Blake Lively and the Mean Girl Dilemma

 

The past several months have provided a close-up view of the Hollywood PR machine with the filing of a lawsuit by Blake Lively, who was the star of It Ends With Us, a film about domestic violence. Blake accused Justin Baldoni of sexual harassment, releasing various texts and conversations that support the claim. Considering this issue through the lens of Neo-Marxism, social media ran with this story, reinforcing themes of dominance that have shaped cultural norms and even the narrative about men as obvious perpetrators of violence. In this case, Blake Lively had been victimized on set by the sinister and dangerous Baldoni, the director and co-star of It Ends With Us.


Leaning into the narrative and assumptions that men perpetrate sexual violence, commentators, influencers, and news outlets reported on this feud for weeks. Baldoni was dropped from his management company and written off by the public as a B-list actor who attempted to dominate his female co-star through sexual harassment.

The narrative took a sharp turn recently when Justin Baldoni responded to Blake's accusations with a $400 million countersuit. Justin accused Blake Lively and her husband, Ryan Reynolds, of hijacking his film, for which he held the rights, and seeking to destroy his livelihood and career. Justin's full transcripts of texts and other receipts paint a story of Blake Lively as a "mean girl" who used her position in Hollywood's elite circles to take credit for the film and center herself for future sequels.

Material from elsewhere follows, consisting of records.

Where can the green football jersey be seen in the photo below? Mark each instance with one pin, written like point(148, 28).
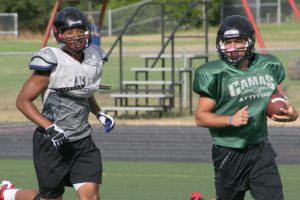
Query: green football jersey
point(232, 89)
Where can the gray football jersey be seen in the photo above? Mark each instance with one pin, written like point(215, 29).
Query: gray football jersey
point(69, 109)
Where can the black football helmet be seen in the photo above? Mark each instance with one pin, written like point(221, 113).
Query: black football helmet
point(235, 27)
point(69, 18)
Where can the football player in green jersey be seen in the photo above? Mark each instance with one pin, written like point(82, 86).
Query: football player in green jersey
point(233, 95)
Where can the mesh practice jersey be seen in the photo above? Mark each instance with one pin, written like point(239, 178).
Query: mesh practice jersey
point(232, 89)
point(69, 109)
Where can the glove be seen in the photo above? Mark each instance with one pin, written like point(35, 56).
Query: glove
point(106, 120)
point(57, 135)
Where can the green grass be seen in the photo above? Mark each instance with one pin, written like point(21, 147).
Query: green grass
point(147, 180)
point(14, 68)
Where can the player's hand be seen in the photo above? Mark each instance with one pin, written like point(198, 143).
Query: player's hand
point(241, 117)
point(107, 121)
point(57, 135)
point(290, 114)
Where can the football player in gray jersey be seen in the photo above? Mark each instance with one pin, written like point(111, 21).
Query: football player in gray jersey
point(64, 153)
point(233, 95)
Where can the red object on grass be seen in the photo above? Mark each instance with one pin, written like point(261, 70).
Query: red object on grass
point(196, 196)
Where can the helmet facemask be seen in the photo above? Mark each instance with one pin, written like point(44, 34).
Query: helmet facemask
point(75, 44)
point(232, 55)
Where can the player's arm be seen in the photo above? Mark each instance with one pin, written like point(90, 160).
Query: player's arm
point(205, 117)
point(95, 108)
point(34, 86)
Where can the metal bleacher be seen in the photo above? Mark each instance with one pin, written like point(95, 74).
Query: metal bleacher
point(148, 94)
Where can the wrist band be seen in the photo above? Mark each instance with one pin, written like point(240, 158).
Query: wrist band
point(230, 120)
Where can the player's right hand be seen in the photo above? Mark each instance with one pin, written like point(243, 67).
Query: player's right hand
point(241, 117)
point(57, 135)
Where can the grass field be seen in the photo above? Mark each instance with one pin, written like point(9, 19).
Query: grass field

Do you think the public is willing to accept the possibility of a woman as the aggressor, specifically when there are allegations of sexual harassment involved? Justin's evidence is alarming and at times, difficult to believe.  I'm invested in how this dynamic could shift assumptions of power between men and women in Hollywood! 









1 comment:

  1. While admittedly, I have not followed the Blake Lively drama closely, there has been an established pattern of generally believing men, or taking a man's side when accusations of this type are made. In fact there is a whole movement titled, "Believe Women," to address this.

    We live in a patriarchy, not a matriarchy. The phrase is, "It's a man's world." I have never heard the opposite. The hegemony that prevails in our society is that men are better, stronger, smarter, deserving of higher salaries, and that they are always, always right, unless the evidence is 100% ironclad, proven beyond a shadow of a doubt contrary to their being right.

    Look at the Johnny Depp case. He literally texted his buddy that he wanted to burn and rape Amber Heard. But we believed him anyway, until after the trial when it was revealed he wasn't quite so innocent.

    Or look at Brock Turner, who raped a woman behind a dumpster and was let off with a slap on the wrist because we "didn't want to ruin his life for one tiny 'mistake.'" What about his victim's life?

    The list goes on and on. The only time we believe women are in cases like Gisèle Pelicot's. She was a perfect victim. She was silent because she was unconscious. That's how we like our women, especially if we are going to hold a man accountable. A woman must be perfect to be believed. Other wise, she is the aggressor, it was her fault, she was "asking for it."

    We rarely take the side of a woman because we live in a patriarchy, which means we support men and boys at all costs, even if it means we have to throw women under the bus.